Prerequisites and permissions
- Access to Activity, endpoint controls, and target controls.
- On-call ownership for affected endpoints.
Step-by-step workflow
1. Detect and declare
Trigger incident mode for patterns such as:
- Sustained
DELIVERY_FAILEDincrease. - Widespread auth/validation rejections.

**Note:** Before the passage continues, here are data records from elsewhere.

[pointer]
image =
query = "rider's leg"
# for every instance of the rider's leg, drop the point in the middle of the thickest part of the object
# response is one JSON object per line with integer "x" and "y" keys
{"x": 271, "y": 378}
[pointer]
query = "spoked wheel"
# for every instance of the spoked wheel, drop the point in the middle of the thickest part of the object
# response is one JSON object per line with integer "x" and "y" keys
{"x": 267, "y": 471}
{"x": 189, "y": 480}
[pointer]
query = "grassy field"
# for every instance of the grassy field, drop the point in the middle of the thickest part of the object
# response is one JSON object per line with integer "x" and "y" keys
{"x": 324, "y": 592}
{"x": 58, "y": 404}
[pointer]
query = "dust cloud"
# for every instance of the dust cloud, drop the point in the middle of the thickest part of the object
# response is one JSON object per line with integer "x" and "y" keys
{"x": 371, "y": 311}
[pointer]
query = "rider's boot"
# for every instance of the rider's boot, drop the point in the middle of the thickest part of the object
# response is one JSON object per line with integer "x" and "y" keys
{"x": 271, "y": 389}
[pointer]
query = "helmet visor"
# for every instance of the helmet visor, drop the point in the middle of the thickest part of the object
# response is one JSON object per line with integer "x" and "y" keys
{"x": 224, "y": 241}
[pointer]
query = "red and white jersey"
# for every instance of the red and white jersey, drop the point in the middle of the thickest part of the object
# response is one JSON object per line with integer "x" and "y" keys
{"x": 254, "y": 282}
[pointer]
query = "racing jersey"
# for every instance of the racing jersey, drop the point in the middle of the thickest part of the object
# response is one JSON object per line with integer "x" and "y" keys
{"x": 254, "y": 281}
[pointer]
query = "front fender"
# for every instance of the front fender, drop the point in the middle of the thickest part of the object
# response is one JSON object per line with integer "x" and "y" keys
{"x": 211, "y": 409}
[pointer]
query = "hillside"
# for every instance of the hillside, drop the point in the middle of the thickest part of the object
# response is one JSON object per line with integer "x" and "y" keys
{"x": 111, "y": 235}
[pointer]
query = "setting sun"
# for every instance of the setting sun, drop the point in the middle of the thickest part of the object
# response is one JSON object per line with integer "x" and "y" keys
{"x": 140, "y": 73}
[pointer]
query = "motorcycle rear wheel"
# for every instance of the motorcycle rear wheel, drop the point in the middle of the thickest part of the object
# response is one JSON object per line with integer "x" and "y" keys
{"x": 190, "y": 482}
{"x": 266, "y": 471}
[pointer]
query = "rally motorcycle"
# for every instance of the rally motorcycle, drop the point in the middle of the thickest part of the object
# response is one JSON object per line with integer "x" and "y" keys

- Business-critical flow interruption.
Capture incident start time and affected endpoint IDs.
2. Scope impact
- Filter Activity to affected endpoints.
- Classify blast radius:
- Single endpoint
- Single provider/destination
- Multi-endpoint/systemic
- Estimate volume and customer impact.
3. Contain quickly
Prefer smallest safe change first:
- Disable problematic endpoint.
- Detach/fix failing target.
- Roll back recent config changes.
UI cue: endpoint enable toggle and target edit actions are the fastest containment tools.
4. Communicate updates
Share at minimum:
- What is failing (outcomes/endpoints)
- Mitigation in progress
- Next update time
For external help, open Support with timestamps, endpoint IDs, and error details.
5. Recover and verify
- Validate fix with controlled traffic.
- Confirm success outcomes recover.
- Keep elevated monitoring until stable.
6. Post-incident review
Document:
- Root cause
- Detection gap
- Recovery timeline
- Preventive actions and owners
Expected result and verification checks
- Impact is contained quickly.
- Delivery health returns to baseline.
- Follow-up actions are assigned.
Common issues and fixes
- Over-scoping: isolate by endpoint first.
- Early closure: require sustained healthy outcomes.
- Weak evidence: capture outcome/error snapshots before edits.